Vivre autour du seuil de pauvreté
Encore faudrait-il compter avec les personnes qui, bien que leurs revenus soient plus élevés que le revenu médian, actuellement reconnu et accepté à 1.085,00 euros, sont concernées régulièrement, chaque année, chaque mois, voire plusieurs jours par mois, par des problèmes de pauvreté. On pourrait, beaucoup plus justement dans de tels cas, parler de personnes exposées au « risque de la pauvreté » ; les formes de ces phénomènes de pauvreté se cristallisent autour du report des frais de santé, d’assurances, de frais scolaires, de frais d’activités sportives ou culturelles, etc. Les représentations des phénomènes qui caractérisent les situations de pauvreté seraient alors déployées de manière plus complexe et certainement plus proche des réalités vécues.
Ici aussi, un coefficient pourrait être adopté qui permettrait d’évaluer combien la préoccupation de la pauvreté concerne des personnes dont les revenus se situent autour du seuil de pauvreté ; c’est-à-dire, par exemple, dans une zone de 20% au-delà du revenu médian, donc jusqu’à 1.300,00 euros par mois pour une personne isolée.

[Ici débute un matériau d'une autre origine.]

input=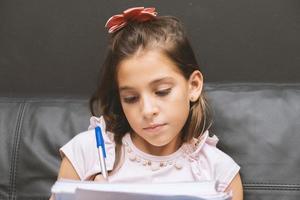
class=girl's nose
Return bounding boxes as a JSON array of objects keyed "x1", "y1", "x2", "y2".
[{"x1": 142, "y1": 97, "x2": 159, "y2": 119}]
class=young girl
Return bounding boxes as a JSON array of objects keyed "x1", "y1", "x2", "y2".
[{"x1": 58, "y1": 7, "x2": 243, "y2": 200}]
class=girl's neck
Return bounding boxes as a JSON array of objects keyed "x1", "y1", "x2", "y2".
[{"x1": 130, "y1": 132, "x2": 182, "y2": 156}]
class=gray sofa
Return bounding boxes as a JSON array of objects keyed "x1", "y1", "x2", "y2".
[
  {"x1": 0, "y1": 0, "x2": 300, "y2": 200},
  {"x1": 0, "y1": 83, "x2": 300, "y2": 200}
]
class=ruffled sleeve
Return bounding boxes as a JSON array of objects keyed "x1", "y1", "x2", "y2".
[
  {"x1": 189, "y1": 131, "x2": 240, "y2": 191},
  {"x1": 60, "y1": 117, "x2": 115, "y2": 180}
]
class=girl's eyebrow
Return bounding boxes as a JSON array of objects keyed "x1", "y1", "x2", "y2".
[{"x1": 119, "y1": 77, "x2": 174, "y2": 92}]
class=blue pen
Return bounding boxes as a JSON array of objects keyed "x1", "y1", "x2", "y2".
[{"x1": 95, "y1": 126, "x2": 108, "y2": 180}]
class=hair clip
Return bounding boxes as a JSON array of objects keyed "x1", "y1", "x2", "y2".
[{"x1": 105, "y1": 7, "x2": 157, "y2": 33}]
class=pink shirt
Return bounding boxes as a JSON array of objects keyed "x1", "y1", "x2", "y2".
[{"x1": 60, "y1": 117, "x2": 240, "y2": 191}]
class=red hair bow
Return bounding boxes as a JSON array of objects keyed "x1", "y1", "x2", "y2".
[{"x1": 105, "y1": 7, "x2": 157, "y2": 33}]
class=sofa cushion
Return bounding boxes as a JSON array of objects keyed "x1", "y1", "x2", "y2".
[{"x1": 0, "y1": 83, "x2": 300, "y2": 200}]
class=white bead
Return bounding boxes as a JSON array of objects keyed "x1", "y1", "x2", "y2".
[
  {"x1": 174, "y1": 162, "x2": 182, "y2": 169},
  {"x1": 129, "y1": 154, "x2": 136, "y2": 161},
  {"x1": 151, "y1": 163, "x2": 159, "y2": 171}
]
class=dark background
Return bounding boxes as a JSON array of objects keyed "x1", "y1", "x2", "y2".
[{"x1": 0, "y1": 0, "x2": 300, "y2": 96}]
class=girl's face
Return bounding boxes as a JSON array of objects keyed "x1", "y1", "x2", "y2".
[{"x1": 117, "y1": 51, "x2": 202, "y2": 155}]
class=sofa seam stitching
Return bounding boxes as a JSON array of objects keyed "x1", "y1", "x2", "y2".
[{"x1": 8, "y1": 102, "x2": 26, "y2": 199}]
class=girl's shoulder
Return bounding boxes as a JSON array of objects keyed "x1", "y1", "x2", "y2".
[{"x1": 189, "y1": 131, "x2": 240, "y2": 190}]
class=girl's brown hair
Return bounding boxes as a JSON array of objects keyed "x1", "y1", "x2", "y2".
[{"x1": 90, "y1": 16, "x2": 211, "y2": 168}]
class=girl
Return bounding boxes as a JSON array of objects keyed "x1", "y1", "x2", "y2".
[{"x1": 58, "y1": 7, "x2": 243, "y2": 200}]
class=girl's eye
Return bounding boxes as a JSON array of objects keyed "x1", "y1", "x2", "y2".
[
  {"x1": 123, "y1": 96, "x2": 138, "y2": 103},
  {"x1": 155, "y1": 88, "x2": 171, "y2": 97}
]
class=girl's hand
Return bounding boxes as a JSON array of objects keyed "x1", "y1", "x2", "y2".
[{"x1": 94, "y1": 174, "x2": 108, "y2": 183}]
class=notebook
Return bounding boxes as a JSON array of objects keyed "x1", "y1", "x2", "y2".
[{"x1": 51, "y1": 180, "x2": 231, "y2": 200}]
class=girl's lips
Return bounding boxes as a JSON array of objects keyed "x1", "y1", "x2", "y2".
[{"x1": 144, "y1": 124, "x2": 166, "y2": 131}]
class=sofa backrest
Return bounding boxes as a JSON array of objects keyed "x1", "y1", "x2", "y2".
[{"x1": 0, "y1": 83, "x2": 300, "y2": 200}]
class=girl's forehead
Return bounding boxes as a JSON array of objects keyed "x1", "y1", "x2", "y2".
[{"x1": 117, "y1": 51, "x2": 184, "y2": 87}]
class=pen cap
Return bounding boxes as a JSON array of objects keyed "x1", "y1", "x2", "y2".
[{"x1": 95, "y1": 126, "x2": 106, "y2": 158}]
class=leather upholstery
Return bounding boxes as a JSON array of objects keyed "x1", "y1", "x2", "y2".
[{"x1": 0, "y1": 83, "x2": 300, "y2": 200}]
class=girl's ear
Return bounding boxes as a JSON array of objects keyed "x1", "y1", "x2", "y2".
[{"x1": 188, "y1": 70, "x2": 203, "y2": 102}]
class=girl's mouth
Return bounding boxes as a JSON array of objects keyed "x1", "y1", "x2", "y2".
[{"x1": 143, "y1": 124, "x2": 166, "y2": 132}]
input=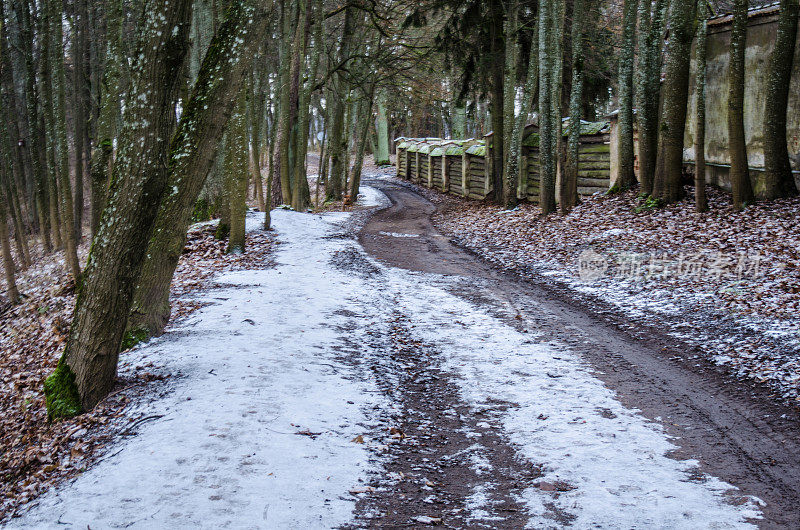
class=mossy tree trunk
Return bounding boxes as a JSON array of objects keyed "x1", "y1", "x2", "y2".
[
  {"x1": 764, "y1": 0, "x2": 800, "y2": 199},
  {"x1": 0, "y1": 165, "x2": 20, "y2": 304},
  {"x1": 374, "y1": 91, "x2": 389, "y2": 166},
  {"x1": 89, "y1": 0, "x2": 125, "y2": 238},
  {"x1": 489, "y1": 0, "x2": 506, "y2": 204},
  {"x1": 225, "y1": 90, "x2": 248, "y2": 254},
  {"x1": 292, "y1": 0, "x2": 325, "y2": 211},
  {"x1": 128, "y1": 0, "x2": 271, "y2": 336},
  {"x1": 636, "y1": 0, "x2": 668, "y2": 195},
  {"x1": 652, "y1": 0, "x2": 695, "y2": 203},
  {"x1": 617, "y1": 0, "x2": 646, "y2": 190},
  {"x1": 559, "y1": 0, "x2": 584, "y2": 214},
  {"x1": 728, "y1": 0, "x2": 755, "y2": 209},
  {"x1": 47, "y1": 0, "x2": 81, "y2": 284},
  {"x1": 694, "y1": 5, "x2": 708, "y2": 212},
  {"x1": 539, "y1": 0, "x2": 556, "y2": 215},
  {"x1": 325, "y1": 7, "x2": 354, "y2": 200},
  {"x1": 505, "y1": 18, "x2": 539, "y2": 208},
  {"x1": 45, "y1": 0, "x2": 191, "y2": 417}
]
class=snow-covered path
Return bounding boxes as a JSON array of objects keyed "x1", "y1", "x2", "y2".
[{"x1": 10, "y1": 189, "x2": 758, "y2": 530}]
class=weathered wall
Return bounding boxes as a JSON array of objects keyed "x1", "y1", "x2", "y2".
[{"x1": 684, "y1": 14, "x2": 800, "y2": 192}]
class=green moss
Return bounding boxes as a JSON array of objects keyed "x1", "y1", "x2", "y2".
[
  {"x1": 44, "y1": 358, "x2": 83, "y2": 420},
  {"x1": 119, "y1": 328, "x2": 150, "y2": 351},
  {"x1": 214, "y1": 221, "x2": 231, "y2": 240},
  {"x1": 192, "y1": 198, "x2": 212, "y2": 223},
  {"x1": 636, "y1": 195, "x2": 664, "y2": 213}
]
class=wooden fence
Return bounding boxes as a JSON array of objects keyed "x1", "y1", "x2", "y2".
[{"x1": 396, "y1": 122, "x2": 611, "y2": 203}]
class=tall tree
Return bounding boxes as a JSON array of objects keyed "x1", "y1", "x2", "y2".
[
  {"x1": 764, "y1": 0, "x2": 800, "y2": 199},
  {"x1": 728, "y1": 0, "x2": 755, "y2": 209},
  {"x1": 652, "y1": 0, "x2": 695, "y2": 202},
  {"x1": 128, "y1": 0, "x2": 272, "y2": 338},
  {"x1": 45, "y1": 0, "x2": 191, "y2": 417},
  {"x1": 559, "y1": 0, "x2": 585, "y2": 214},
  {"x1": 225, "y1": 90, "x2": 248, "y2": 254},
  {"x1": 694, "y1": 4, "x2": 708, "y2": 212},
  {"x1": 539, "y1": 0, "x2": 556, "y2": 215},
  {"x1": 47, "y1": 0, "x2": 81, "y2": 278},
  {"x1": 636, "y1": 0, "x2": 669, "y2": 195},
  {"x1": 617, "y1": 0, "x2": 639, "y2": 190}
]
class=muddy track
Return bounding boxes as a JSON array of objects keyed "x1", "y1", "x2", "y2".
[{"x1": 359, "y1": 176, "x2": 800, "y2": 528}]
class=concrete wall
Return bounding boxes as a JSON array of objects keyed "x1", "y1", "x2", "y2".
[{"x1": 684, "y1": 13, "x2": 800, "y2": 194}]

Pour une autre culture de la statistique de « l’état de pauvreté »
Ces quelques réflexions – qui devraient être plus amplement développées par une étude scientifique – montrent la pauvreté de notre culture statistique actuelle à l’égard de la pauvreté vécue par les populations de nos régions.
Sur base de ces diverses remarques et suggestions – et sans encore ajuster le revenu médian de référence, en intégrant les revenus du capital dans la base de calcul qui conduit à son établissement –, si notre culture statistique voulait prendre en considération l’étendue de ces phénomènes, elle devrait donc reconnaître que l’« état de pauvreté » concerne :
– les personnes isolées sans domicile et sans revenu ;
– les personnes isolées qui ne sont pas propriétaires et dont les revenus sont inférieurs à 1.435,00 euros (en ce compris les revenus éventuels du capital) ;
– les personnes isolées qui sont propriétaires, au moins de leur logement, et dont les revenus sont inférieurs à 1.085,00 euros (en ce compris les revenus éventuels du capital ou de loyers d’autres propriétés).
Ces définitions statistiques devraient être également ajustées pour les couples et les famillesn.

Ainsi les chiffres de la statistique pourraient alors être revus et actualisés sur la base de ces définitions de « l’état de pauvreté » ; ce qui constituerait une représentation probablement beaucoup plus exacte des réalités vécues par les populations à l’endroit de la pauvreté.
Des représentations statistiques fondées sur une telle base montreraient probablement que plus de 50% de la population de la Région de Bruxelles-Capitale (et peut-être même de la population belge, dans son ensemble) est concerné régulièrement, dans ses décisions les plus quotidiennes et les plus ordinaires, par l’état de pauvreté ; qu’une part non négligeable de ces pauvres ont un emploin.
Nous pourrions alors considérer combien cette culture de la pauvreté est une culture partagée aujourd’hui ; et nous pourrions, fort de cette compréhension nouvelle, y travailler tout autrement.

Mons, Belgique, le 5 juin 2016

*Cet article est rédigé dans le cadre du chantier d’Arsenic 2 consacré aux « dramaturgies du XXIe siècle », mené avec Claude Fafchamps ; il complète le texte consacré à « La démocratie paradoxale » dans le volume L’humanité en nous, pour une culture de la démocratie, récemment publié aux Éditions du Cerisier, Cuesmes, 2015, voir pages 177 à 190.

1

Le Petit Robert de la langue française, Paris, 2016.

2

Je ne développe pas ce point ici parce que cela demanderait un nouvel article en soi.

3

Pour les statistiques de la Région bruxelloise, voir le Baromètre social 2015 de l’Observatoire de la Santé et du Social Bruxelles-Capitale. Ce document rappelle qu’« il faut garder à l’esprit qu’une certaine proportion de personnes en situation de pauvreté échappe probablement à plusieurs de ces statistiques, notamment les personnes en situation irrégulière ou sans-abri ». Voir aussi les recensements de la Strada.